Конечно же, Фишер не станет возвращаться на Землю, понимая, что это означает вечную разлуку с Марленой. Инсигна не была уверена, что, будучи поставлен перед выбором, Крайл выберет ее, женщину, которую любил и на которой женился, — а не Землю… Впрочем, Марлена непременно заставит его остаться. Непременно?
9Через день после голосования, придя с работы, Эугения Инсигна застала своего мужа в ярости. Задыхаясь от гнева, он произнес:
— Результаты голосования сфальсифицированы.
— Тише, ребенка разбудишь, — ответила она.
Крайл попытался прийти в себя.
Чуточку расслабившись, Инсигна сказала:
— Теперь можно не сомневаться в том, чего желают роториане.
— И ты тоже голосовала за бегство?
Она помедлила. Лгать бессмысленно. К тому же она уже выразила свое мнение.
— Да, — подтвердила она.
— Питт приказал, еще бы, — буркнул Крайл.
Она удивилась:
— При чем здесь Питт? Неужели я не способна сама принять решение?
— Но ты и он… — Фишер умолк.
Кровь бросилась ей в лицо:
— Что ты хочешь этим сказать?
(Неужели он подозревает ее в неверности?)

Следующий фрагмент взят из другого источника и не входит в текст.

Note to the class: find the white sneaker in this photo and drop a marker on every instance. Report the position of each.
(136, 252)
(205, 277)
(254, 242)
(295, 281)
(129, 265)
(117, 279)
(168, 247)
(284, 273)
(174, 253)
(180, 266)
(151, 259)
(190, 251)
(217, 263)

— Что? А то, что он — политикан. И стремится стать комиссаром любой ценой, а ты хочешь подняться, уцепившись за него. За политическую лояльность тоже платят, не так ли?
— И куда же я, по-твоему, мечу? Как будто некуда. Я астроном, а не политик.
— Тебя же повысили — пренебрегая при этом более старшими, более опытными.
— Наверное, я хорошо работаю…
(Как ей теперь защитить себя, не выдав истину?)
— Не сомневаюсь, что тебе самой нравится эта мысль. Но все дело в Питте.
— Так куда же ты клонишь? — вздохнула Инсигна.
— Слушай! — Крайл говорил негромко, помня, что Марлена спит. — Не верю я, что все поселение готово рискнуть жизнью, отправляясь в путь с этим гиперприводом. Откуда вам известно, как дело обернется? Откуда вы знаете, как он сработает? А что если мы все погибнем?
— Дальний Зонд работает прекрасно.
— А живые существа на нем были? Если нет, откуда вам знать, как воздействует гиперпривод на живой организм? Что тебе известно о нем?
— Ничего.
— Как же так? Ты ведь работаешь в лаборатории, а не на ферме.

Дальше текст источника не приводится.